I desktop tested all the software I wrote for it, of course. I unit tested every component except the camera imaging software, which needs an actual camera to operate. The camera’s imaging software was tested at the same time when I did the integration tests on the machine. I sat for days in our lab with the machine. I even let the machine run through the weekend and checked the logs on Monday to get a good understanding of the events.
But my tests were aimed at ensuring that the software on the machine will not crash the moment the client takes it in use. I could test how it performs under a heavy load. However, the problem was my limited test material. The client, a big postal operator, has tens of thousands of unique shipments every day. I, on the other hand, had just a dozen unique shipments.

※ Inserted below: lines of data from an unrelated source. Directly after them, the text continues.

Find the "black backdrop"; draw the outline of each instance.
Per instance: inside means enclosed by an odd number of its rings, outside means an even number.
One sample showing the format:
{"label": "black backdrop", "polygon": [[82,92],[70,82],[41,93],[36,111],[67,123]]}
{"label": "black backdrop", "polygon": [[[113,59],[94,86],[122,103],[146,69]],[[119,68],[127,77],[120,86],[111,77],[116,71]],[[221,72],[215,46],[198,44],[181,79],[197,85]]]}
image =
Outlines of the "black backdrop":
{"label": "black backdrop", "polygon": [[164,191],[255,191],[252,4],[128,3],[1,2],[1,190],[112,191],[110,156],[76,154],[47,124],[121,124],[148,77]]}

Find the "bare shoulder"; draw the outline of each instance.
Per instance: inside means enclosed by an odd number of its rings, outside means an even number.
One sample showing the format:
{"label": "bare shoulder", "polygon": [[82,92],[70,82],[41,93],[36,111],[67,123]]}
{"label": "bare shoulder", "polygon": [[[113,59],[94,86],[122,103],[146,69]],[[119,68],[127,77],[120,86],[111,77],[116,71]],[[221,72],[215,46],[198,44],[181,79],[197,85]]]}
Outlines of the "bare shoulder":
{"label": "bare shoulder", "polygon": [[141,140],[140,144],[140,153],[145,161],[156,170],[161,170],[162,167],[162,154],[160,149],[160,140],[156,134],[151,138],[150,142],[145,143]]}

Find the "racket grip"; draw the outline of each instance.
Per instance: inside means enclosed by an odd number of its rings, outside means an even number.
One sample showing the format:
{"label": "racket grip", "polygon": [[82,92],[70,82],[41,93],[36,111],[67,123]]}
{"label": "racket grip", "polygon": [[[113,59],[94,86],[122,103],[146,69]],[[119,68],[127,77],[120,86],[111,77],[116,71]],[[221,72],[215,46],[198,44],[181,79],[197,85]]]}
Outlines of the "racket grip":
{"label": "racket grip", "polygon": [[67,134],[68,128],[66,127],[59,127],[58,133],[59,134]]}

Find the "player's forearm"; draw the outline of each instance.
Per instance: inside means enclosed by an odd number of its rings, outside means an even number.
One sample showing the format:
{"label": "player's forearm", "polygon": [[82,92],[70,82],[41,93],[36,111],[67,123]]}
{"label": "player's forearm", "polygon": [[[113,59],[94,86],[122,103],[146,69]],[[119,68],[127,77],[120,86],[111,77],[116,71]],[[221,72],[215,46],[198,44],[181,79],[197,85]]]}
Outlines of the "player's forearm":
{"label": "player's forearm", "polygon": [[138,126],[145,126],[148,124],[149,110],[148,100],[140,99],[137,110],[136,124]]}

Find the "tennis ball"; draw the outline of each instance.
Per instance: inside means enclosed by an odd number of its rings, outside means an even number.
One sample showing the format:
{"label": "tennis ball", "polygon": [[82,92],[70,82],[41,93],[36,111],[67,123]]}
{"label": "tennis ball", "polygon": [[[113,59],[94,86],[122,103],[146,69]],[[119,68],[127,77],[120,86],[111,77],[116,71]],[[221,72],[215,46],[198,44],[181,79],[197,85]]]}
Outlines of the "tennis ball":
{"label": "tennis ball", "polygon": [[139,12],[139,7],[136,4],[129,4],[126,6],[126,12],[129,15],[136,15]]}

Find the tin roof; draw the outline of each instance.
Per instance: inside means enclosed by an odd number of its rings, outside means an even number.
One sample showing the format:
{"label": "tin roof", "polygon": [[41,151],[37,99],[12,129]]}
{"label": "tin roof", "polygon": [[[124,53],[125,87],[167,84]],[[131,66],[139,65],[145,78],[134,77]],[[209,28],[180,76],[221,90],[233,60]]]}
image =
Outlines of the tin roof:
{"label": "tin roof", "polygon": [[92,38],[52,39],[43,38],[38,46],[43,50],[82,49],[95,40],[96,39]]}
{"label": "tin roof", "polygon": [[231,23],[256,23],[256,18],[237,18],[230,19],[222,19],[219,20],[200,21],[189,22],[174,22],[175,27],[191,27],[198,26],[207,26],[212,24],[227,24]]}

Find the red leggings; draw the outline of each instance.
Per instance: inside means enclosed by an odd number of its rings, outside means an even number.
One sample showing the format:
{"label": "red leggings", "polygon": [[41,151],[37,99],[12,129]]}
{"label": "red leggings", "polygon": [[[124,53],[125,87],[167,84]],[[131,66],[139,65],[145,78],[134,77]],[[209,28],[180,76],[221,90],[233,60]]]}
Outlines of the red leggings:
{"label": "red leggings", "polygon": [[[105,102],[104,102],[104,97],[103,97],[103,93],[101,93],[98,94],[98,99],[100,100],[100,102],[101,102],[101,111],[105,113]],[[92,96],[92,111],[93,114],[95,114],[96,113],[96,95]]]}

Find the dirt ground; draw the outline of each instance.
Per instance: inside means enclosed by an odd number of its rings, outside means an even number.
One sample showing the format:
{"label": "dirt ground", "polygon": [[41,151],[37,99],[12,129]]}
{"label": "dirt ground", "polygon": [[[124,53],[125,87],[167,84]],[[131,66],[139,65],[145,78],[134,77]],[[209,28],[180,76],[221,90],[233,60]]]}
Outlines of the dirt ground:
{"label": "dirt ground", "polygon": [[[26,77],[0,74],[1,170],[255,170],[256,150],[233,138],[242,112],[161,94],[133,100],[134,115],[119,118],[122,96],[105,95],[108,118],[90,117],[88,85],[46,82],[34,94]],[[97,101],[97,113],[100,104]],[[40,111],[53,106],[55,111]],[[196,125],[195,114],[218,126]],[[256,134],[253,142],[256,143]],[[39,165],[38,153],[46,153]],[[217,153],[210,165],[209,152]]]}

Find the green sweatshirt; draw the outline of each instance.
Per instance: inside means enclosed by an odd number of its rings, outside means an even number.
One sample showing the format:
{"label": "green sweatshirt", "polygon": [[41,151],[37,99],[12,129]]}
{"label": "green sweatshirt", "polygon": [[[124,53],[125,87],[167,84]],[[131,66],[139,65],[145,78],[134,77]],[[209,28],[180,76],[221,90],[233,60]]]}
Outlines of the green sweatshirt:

Now, one could argue that the client needs a separate test/lab environment that runs parallel to the production line. And while this is true, one has to keep in mind the costs, the volume of test material (actual mail items), and the floor space that the extra machines will occupy. In a perfect world, with an unlimited budget, space, and time, the client could have built two postal centers; one for production, one for testing, and hire twice the amount of people needed. But in this world, that is not an option.
So, the client tests new equipment in the production environment. Of course, the client has to run production at the same time and have a backup system to be used when the equipment under testing fails. It will fail at the first run(s), you can count on that. There is no way to avoid it since I, the developer, does not have a postal center and a gazillion amount of test material. This is the unfortunate truth, no matter which way one puts it.
And a lot of times even the development phase must be done in production. Luckily, it can be done in iterations to ease the pain. Real problems start in integration. Those will be solved too, of course.
But. When a product has been tested with gazillion packages, with quite an amount of workforce and a couple of weeks of time, it will work. It will be tweaked like a customer wants. Many observations are being made during testing and those are used in optimizing the software, for example, camera settings can be changed to match the production environment (ambient light changes from place to place). And what is best, the workforce gets to know the machine from the start. Human mind has great capability to work around little quirks which existence developers do not even know about!
So, all-in-all, a) customer testing in production can be a happy customer, b) no matter what development and testing practices you use, the production brings out the truth and c) at the same time I get to know the customer so when we do another project later on, we all know each other and things get easier.